Neither are Canadian citizens, and police did not reveal their nationalities.
Two sources following the investigation said one of the two was Tunisian.
Canada's spy agency has long expressed concern about the possibility that disgruntled and radicalised Canadians could attack targets at home and abroad.
Police gave little detail about the alleged plotters, but said a tip from the Muslim community had helped their year-long investigation.
Esseghaier has been a doctoral student at the Institut National de la Recherche Scientifique near Montreal since 2010 and was about midway through his degree, the school said.
"He is doing a PhD in the field of energy and materials sciences," Julie Martineau, the school's director of communications, told Reuters.

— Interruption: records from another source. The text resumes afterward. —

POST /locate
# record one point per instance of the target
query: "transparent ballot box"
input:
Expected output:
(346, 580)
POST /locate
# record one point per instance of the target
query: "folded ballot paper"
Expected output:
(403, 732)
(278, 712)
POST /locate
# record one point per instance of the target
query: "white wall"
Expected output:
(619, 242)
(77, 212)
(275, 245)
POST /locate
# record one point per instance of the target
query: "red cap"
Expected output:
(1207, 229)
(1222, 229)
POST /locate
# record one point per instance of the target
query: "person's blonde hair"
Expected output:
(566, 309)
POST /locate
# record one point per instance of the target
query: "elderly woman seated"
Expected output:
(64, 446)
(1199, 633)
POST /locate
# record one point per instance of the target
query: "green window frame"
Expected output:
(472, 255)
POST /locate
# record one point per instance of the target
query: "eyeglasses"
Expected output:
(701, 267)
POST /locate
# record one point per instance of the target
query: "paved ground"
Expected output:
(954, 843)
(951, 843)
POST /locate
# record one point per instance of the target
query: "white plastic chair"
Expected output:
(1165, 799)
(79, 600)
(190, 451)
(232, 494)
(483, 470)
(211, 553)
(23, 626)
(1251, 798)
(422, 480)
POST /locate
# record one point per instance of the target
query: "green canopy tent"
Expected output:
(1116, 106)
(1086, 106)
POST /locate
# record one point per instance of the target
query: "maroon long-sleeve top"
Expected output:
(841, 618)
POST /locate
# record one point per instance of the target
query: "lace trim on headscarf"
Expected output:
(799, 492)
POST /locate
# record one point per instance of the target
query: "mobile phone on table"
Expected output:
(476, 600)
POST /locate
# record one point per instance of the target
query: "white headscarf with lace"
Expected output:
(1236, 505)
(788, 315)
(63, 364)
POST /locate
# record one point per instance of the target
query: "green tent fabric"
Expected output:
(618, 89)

A bail hearing for the two will take place in Toronto on Tuesday morning.
Malizia said there was no indication that the planned attacks, which police described as the first known al Qaeda- backed plot on Canadian soil, was state-sponsored.
US officials said the attack would have targeted a rail line between New York and Toronto, a route that travels along the Hudson Valley into New York wine country and enters Canada near Niagara Falls.
The plot is one of a handful of terrorism-related investigations involving Canadians or Canadian residents.
Police said earlier this year that Canadians took part in an attack by militants on a gas plant in Algeria in January, while Canadian and Somalia authorities are investigating whether a former University of Toronto student participated in a bomb attack on Mogadishu last week.
And in 2006, police arrested and charged nearly 20 Toronto-area men accused of planning to plant bombs at various Canadian targets. Eleven were eventually convicted.
"Today's arrests demonstrate that terrorism continues to be a real threat to Canada," Public Safety Minister Vic Toews told reporters in Ottawa.
"Canada will not tolerate terrorist activity and we will not be used as a safe haven for terrorists or those who support terrorist activities."